6 – Grâce aux arguments convaincants générés par la phase de pré-exploration, plus le soutien du sponsor, l’initiative peut franchir le firewall, c’est-à-dire le filtre managérial de l’approbation formelle du projet, obtenant ainsi des ressources et une visibilité interne. À défaut, elle est arrêtée. S’il y a approbation, l’initiative jusque-là informelle devient un projet. La coalition informelle est réorganisée en une équipe projet dont les tâches sont désormais prescrites par le management. L’intrapreneur émergent peut être convié à diriger le projet ou à passer le relais à un collaborateur désigné à sa place.

L’initiative intrapreneuriale est revenue dans les rails sécurisants du mode managérial classique. Il y a réentrée dans l’atmosphère, et reprise en main par le contrôle managérial, soit avec un nouveau projet approuvé, soit avec une initiative arrêtée.
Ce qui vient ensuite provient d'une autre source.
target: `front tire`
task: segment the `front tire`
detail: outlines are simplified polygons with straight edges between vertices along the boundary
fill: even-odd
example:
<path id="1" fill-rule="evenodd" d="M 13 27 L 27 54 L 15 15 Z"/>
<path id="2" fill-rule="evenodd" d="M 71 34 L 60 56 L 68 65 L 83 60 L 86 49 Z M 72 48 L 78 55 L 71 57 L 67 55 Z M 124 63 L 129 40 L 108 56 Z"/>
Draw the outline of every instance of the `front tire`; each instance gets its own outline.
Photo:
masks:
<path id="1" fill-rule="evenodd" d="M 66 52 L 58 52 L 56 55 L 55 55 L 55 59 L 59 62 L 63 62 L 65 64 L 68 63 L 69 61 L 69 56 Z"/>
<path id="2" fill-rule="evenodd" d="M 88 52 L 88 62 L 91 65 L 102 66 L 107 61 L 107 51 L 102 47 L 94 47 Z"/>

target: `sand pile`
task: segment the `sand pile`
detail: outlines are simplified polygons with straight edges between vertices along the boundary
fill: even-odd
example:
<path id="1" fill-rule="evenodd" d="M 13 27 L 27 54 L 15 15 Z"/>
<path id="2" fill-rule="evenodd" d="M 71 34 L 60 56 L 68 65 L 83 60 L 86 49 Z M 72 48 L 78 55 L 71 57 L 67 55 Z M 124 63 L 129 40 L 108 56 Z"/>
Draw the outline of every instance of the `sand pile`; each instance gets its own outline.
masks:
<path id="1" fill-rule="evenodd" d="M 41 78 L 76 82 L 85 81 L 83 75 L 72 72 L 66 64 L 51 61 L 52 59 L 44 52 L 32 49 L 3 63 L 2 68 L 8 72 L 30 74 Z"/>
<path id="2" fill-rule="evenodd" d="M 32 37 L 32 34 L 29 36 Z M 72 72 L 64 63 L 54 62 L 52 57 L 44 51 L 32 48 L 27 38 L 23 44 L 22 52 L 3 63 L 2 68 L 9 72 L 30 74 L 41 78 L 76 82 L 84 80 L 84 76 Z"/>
Ceci rend compte de la façon dont le processus filtre stratégiquement les initiatives bottom-up. Chaque acteur du processus exerce son jugement sur la pertinence stratégique de l’idée. La stratégie n’est pas seulement pensée par les couches supérieures, elle résulte aussi des initiatives intrapreneuriales des couches inférieures, passant de facto par une succession de filtres.

7 – L ‘histoire réussie de cette initiative intrapreneuriale peut ensuite être montée en épingle par le leader pour montrer que l’intrapreneuriat a toute sa place au sein de l’organisation, appelant plus de comportements d’intrapreneurs pour la suite. Les tam-tams de la communication interne font passer le message que le management est non seulement ouvert, mais aussi en demande d’initiatives innovantes, promettant de protéger et de récompenser la prise de risque des intrapreneurs.

Ce discours est délicat car les collaborateurs sont très conscients de la dualité de la posture managériale : d’un côté les règles à respecter, dont les règles budgétaires ; de l’autre accepter et accompagner les prises d’initiatives. C’est une profonde remise en cause pour le management que de tenir ce discours dual, et d’opérer sur ces deux modes en même temps. Et cela dépasse l’ambidextrie, concept utilisé métaphoriquement au niveau organisationnel mais pas individuel.

Au total : le modèle redéfinit le rôle du management dans la dualité « prescription et contrôle des taches » d’un côté et « mobilisation des capacités de prise d’initiative » (les capacités d’agence) de l’autre, ce que JC Spender nomme « Harnessing your collaborators’ agency », mettre un harnais aux capacités de prises d’initiative de vos collaborateurs.

Au-delà des campagnes d’acquisition et des dispositifs de Corporate venture capital, l’organisation de demain sera auto-régénératrice ou ne sera pas.